Internet dan media sosial, meski seringkali dinilai membuat millennial malas gerak (mager) dan dipandang “miring” menghasilkan budaya serba instan. Tetapi sejatinya dapat dimanfaatkan millennial di pesantren untuk menjadi ajang pembentukan kreativitas. Tinggal sejauhmana pengasuh, pendidik dan kelompok yang dituakan di pesantren mampu mengarahkan kreativitas santri millennial menjadi sesuatu yang positif. Kegiatan olahraga, pembuatan film, pendek dan musik bercita rasa nasionalisme dapat menjadi alternatif pilihan pengembangan diri millennial. Asah potensi itu dapat diperkuat dengan pemahaman politik yang baik, sehingga terkoneksi keinginan millennial dengan kebutuhan politik kekinian yang serba gadget dan bertumpu pada aktivitas ruang maya (internet dan media sosial-pen)
Ketiga, Sadar Literasi Pemilu. Kemampuan kalangan pesantren sebagai komunitas aktif dan dinamis tentu diperlukan dalam mempersiapkan pemilu yang bersih, jujur dan adil. Kita semua memahami bagaimana pendidikan kepemiluan sudah mengakar kuat dalam tradisi pesantren. Kesempatan menjadi pemimpin diaktualisasikan dalam hubungan santri dan kyai. Satu sisi seorang santri harus menghormati kyai dikarenakan kedalaman ilmu agama dan kematangan baik intelektual, spiritual dan emosionalnya. Tetapi sisi lain, seorang kyai yang bijaksana akan selalu memberikan kesempatan kepada santrinya menjadi yang terbaik dan maju ke depan sebagai pemimpin.
Kebaikan dari tradisi kepemimpinan ini menjadi kunci strategis melahirkan pemimpin politik potensial di pesantren. Kemampuan memimpin salah satunya dipengaruhi bagaimana seseorang mempengaruhi orang lain. Konteks ini menempatkan seorang calon pemimpin harus mampu menguatkan kompetensi diri, kemampuan beragama, pemahaman mengenai pentingnya integritas, menguatkan branding personal dan memahami bagaimana mengelola emosi publik.

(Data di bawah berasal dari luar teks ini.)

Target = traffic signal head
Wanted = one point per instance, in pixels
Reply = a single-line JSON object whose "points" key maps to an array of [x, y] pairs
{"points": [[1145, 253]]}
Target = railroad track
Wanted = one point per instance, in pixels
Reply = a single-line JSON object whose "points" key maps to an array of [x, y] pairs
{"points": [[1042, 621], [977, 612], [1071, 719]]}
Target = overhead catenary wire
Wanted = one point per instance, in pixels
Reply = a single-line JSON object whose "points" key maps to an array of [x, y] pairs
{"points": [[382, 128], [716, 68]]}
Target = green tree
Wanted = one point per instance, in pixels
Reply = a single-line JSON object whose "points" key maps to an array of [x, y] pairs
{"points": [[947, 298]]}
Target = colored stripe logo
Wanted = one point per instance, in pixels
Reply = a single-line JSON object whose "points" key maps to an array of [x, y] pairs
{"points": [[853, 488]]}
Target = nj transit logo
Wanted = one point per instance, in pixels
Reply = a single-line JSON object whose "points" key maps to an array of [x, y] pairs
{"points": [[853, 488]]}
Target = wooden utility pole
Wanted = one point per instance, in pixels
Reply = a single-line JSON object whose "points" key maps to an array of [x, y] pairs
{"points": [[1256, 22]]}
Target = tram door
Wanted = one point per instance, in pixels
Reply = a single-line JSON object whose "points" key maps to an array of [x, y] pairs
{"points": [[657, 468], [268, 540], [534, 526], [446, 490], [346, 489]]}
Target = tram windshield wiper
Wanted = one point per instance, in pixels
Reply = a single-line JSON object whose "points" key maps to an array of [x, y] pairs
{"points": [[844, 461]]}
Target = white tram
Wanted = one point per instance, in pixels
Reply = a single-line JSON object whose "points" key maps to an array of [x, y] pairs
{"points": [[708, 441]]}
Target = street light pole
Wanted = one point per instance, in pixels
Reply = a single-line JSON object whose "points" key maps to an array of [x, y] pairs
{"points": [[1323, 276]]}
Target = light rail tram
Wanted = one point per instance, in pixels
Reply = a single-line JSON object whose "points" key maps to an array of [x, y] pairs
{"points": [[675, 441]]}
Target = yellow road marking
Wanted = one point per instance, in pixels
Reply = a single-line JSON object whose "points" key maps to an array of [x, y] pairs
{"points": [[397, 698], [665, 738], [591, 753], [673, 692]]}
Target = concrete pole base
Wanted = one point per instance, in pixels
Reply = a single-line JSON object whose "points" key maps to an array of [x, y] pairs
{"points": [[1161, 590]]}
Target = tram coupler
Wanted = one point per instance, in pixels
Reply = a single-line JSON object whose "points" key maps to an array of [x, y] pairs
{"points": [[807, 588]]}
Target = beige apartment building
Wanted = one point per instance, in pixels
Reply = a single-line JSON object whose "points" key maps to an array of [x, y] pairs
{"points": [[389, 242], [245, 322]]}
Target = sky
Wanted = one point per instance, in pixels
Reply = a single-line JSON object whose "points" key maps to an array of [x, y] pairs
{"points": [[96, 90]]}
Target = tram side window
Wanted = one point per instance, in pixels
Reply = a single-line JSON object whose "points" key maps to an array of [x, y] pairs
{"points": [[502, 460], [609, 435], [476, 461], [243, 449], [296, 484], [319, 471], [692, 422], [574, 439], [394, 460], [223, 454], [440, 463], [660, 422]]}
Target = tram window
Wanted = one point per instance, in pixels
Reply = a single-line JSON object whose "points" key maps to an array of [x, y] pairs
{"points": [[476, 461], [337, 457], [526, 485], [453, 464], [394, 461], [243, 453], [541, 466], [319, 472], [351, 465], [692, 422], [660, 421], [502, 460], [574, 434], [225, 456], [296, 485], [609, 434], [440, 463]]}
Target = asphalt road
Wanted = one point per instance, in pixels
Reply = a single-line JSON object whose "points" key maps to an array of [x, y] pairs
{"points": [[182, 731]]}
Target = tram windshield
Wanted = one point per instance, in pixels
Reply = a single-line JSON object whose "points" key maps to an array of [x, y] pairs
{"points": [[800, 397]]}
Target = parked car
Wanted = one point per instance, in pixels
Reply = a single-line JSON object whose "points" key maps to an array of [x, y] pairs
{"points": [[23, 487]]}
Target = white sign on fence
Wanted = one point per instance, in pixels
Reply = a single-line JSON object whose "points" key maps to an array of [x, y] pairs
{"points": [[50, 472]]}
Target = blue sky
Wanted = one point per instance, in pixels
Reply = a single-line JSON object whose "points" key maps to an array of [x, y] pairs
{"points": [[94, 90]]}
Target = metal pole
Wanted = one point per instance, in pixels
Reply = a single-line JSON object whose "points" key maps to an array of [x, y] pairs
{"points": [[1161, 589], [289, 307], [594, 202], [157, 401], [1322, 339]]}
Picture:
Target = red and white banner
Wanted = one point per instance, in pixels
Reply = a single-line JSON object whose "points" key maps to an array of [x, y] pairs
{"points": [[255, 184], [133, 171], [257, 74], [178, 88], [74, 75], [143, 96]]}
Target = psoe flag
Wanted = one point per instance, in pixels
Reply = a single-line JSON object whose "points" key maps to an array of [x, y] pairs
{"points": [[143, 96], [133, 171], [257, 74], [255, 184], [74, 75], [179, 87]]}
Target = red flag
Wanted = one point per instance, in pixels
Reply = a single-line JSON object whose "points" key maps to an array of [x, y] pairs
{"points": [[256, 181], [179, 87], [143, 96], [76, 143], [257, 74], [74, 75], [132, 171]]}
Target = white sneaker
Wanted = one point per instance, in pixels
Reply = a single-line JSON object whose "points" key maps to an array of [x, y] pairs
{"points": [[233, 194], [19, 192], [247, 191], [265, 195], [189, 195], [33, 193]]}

Sisi inilah membuat mereka sejatinya memiliki ajang berkompetisi secara fair play dalam posisi strategis di pesantren, yang kelak membentuk mereka menjadi pemimpin di masa depan.
Pemilihan Umum berorientasi kepada sirkulasi kepemimpinan yang ditandai proses yang baik, cara yang benar dan hasil yang fair sehingga menghasilkan keberkahan kehidupan kepemimpinan kelak. Konteks ini pembelajaran pemilu dapat disinergiskan antara Bawaslu dan budaya yang ada di pesantren. Perpaduan ini akan dipercaya mampu menghasilkan tradisi ilmiah, berfikir kritis, rasional dan senantiasa bertanggung jawab atas pilihan kepemimpinan yang disodorkan kepadanya. Kolaborasi ini juga sebagai bentuk partisipasi kearifan lokal dan budaya pesantren dalam mendukung perjalanan demokrasi khususnya kepemiluan di negeri ini.
Adanya keinginan tiga sadar kawal pemilu tentu berjalan dalam konteks wacana yang bersifat abstrak, tetapi sejatinya berangkat dari realitas. Keinginan menjawab realitas di masyarakat khususnya kalangan pesantren merupakan bentuk tanggung jawab sosial bersama antara Bawaslu dengan proses kemitraan bersama pesantren. Bagaimanapun perjalanan demokrasi negeri ini butuh kerjasama banyak kalangan agar memunculkan lebih banyak kesadaran bagaimana pentingnya menjaga pemilu agar tetap berjalan demokratis. Keinginan melahirkan pemimpin harus dibarengi proses yang baik dan cara yang benar, sehingga berujung legalitas yang kuat dan kepemimpinan yang berkah. Komunitas aktif seperti pesantren harus sejak dini digandeng elemen pengawas pemilu agar mereka menjadi salah satu garda terdepan dalam menumbuhsuburkan demokrasi dan terus aktif mengawal proses sirkulasi dan pembelajaran kepemimpinan politik di negeri ini.